Bud’s teams dipped at the worst possible time, too many times. Ultimately, that’s why a coach with a championship and a historically high winning percentage was dismissed after five years in the lead chair; when your window to contend is open, you gotta make the most of it.

Adrian Griffin: Navigating The Learning Curve
We arrive now at the present day, only 20 games into Coach Griff’s tenure. Having reached the highs that the Bucks reached in the last five years, the risk of falling from that lofty perch presented by a rookie head coach made many fans nervous. That concern was almost immediately validated as the team routinely fell behind their opponents, even if they managed to mount a comeback. And while there still is a fair amount of ups and downs to the Bucks’ performance… their EOQ chart paints a positive picture. It’s possible that maybe, just maybe, those early struggles really were a part of simply “figuring it out.”

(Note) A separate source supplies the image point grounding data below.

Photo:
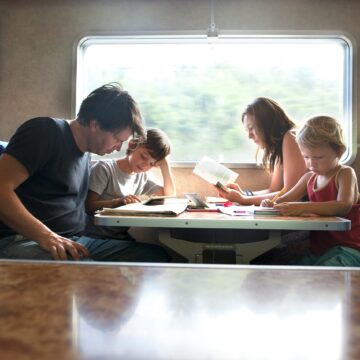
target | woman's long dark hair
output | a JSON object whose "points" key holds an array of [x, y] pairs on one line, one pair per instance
{"points": [[271, 124]]}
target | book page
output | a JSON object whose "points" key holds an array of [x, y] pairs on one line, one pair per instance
{"points": [[171, 207]]}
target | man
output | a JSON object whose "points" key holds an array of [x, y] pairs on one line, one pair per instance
{"points": [[44, 174]]}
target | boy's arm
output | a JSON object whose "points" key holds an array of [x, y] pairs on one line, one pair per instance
{"points": [[94, 202], [14, 214], [347, 190], [169, 183]]}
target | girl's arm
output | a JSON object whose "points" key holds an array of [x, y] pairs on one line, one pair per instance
{"points": [[347, 196], [168, 178], [294, 194], [93, 202]]}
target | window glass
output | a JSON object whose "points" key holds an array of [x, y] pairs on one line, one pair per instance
{"points": [[196, 89]]}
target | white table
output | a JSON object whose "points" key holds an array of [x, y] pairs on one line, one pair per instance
{"points": [[244, 251]]}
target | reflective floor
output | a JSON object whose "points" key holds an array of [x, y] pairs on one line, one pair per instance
{"points": [[90, 311]]}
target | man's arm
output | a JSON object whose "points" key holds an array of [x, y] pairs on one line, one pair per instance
{"points": [[169, 183], [14, 214]]}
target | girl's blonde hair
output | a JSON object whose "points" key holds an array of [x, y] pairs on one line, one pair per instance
{"points": [[322, 130]]}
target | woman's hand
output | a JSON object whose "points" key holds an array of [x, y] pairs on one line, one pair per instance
{"points": [[128, 199], [267, 203], [234, 186]]}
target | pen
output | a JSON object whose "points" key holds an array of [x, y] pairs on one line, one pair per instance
{"points": [[226, 204], [281, 192]]}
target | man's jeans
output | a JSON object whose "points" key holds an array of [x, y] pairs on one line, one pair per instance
{"points": [[18, 247]]}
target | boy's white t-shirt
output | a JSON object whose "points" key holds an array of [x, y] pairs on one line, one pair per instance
{"points": [[107, 180]]}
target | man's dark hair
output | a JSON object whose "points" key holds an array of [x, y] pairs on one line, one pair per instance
{"points": [[113, 108]]}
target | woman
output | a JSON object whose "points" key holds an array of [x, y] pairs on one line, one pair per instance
{"points": [[272, 130]]}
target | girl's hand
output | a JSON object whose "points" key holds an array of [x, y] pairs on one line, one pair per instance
{"points": [[290, 209], [234, 186], [267, 203]]}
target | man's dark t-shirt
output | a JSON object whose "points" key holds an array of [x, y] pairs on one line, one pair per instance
{"points": [[57, 186]]}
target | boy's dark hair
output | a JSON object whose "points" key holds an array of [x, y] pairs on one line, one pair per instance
{"points": [[113, 108], [157, 143]]}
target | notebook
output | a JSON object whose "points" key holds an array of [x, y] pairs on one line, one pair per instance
{"points": [[198, 204]]}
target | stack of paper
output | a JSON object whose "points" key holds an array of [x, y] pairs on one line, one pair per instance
{"points": [[248, 210], [171, 207]]}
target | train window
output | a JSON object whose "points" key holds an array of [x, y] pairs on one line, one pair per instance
{"points": [[195, 88]]}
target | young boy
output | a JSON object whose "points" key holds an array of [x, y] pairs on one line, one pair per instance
{"points": [[119, 182]]}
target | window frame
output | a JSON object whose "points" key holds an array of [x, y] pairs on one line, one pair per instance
{"points": [[349, 90]]}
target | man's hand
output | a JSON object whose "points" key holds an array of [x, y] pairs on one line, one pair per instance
{"points": [[59, 247]]}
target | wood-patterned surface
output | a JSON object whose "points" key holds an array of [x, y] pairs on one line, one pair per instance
{"points": [[108, 311]]}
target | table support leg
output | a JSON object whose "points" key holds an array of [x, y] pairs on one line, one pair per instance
{"points": [[245, 252]]}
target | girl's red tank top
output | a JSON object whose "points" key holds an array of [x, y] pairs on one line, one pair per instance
{"points": [[323, 240]]}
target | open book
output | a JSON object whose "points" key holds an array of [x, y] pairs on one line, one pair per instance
{"points": [[170, 207], [242, 210], [213, 172]]}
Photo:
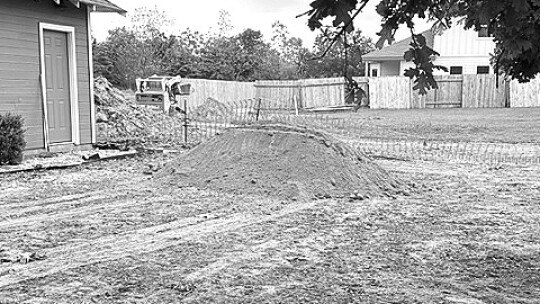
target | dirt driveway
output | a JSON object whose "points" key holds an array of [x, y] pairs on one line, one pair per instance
{"points": [[110, 234]]}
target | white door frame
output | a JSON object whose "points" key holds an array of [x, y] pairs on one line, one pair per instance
{"points": [[74, 92]]}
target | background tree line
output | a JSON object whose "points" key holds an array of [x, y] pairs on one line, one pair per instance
{"points": [[143, 49]]}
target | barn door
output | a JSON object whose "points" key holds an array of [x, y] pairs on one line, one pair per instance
{"points": [[57, 79]]}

There’s a story hidden between those peaks and valleys. When the line goes down, it’s because the team lacks focus, is executing poorly, and isn’t set up for success. When the line goes up, it’s because they’re locked in, stringing together solid possessions, and grinding it out towards victory. And while there are tons of rises and falls in the graph, the overall trend is a positive one; the Bucks are finding themselves making more gains than losses. Should Milwaukee continue on this trajectory, they will get closer to the level of (regular season) excellence we’ve become accustomed to while also being better suited to adapt to the harsh environment of the NBA Playoffs. That is a win-win proposition if I’ve ever heard one.
And all the while, Adrian Griffin is learning on the job. He might play a weird lineup, make an odd substitution, or miss an obvious (to us) timeout opportunity, coach’s challenge, or situation to demand an intentional foul. All coaches do. But there are positives too, if you know where to look. Admittedly, these observations come from other viewers, folks with more experience and a better eye for dissecting coaching than I have, but now that I’ve learned I’m paying a different kind of attention to Coach Griff. For example, a head coach’s bench demeanor with players, staff, and officials is a “game within the game” that Griffin seems to play well. The offense is not just buoyed by two NBA Top 75 talents, but involves more movement than in years past, which reduces predictability and puts the defense in tough situations. The defense is more aggressive as a whole but vacillates between cautious (when older, slower players are active) and adventurous (when younger, more athletic players are on the court). The roster may not support the latter approach right now, but changes are always possible.
Most importantly, Coach Griff is listening to his players. The on-court performance might suffer, but the team is proving that they can turn it around more often than not. He’s open-minded, flexible, and humble enough to admit when he’s wrong. Griffin’s hire may yet be a sign of giving players (specifically Giannis, the most important person to the whole franchise) what they want rather than what they need, but what if he can thread the needle and do both?
The Bucks seem to think so. National media figures certainly don’t. Fans, as always, seem to be split. But no matter what, we are learning something from every contest; every game helps us separate what we know from what we thought we knew.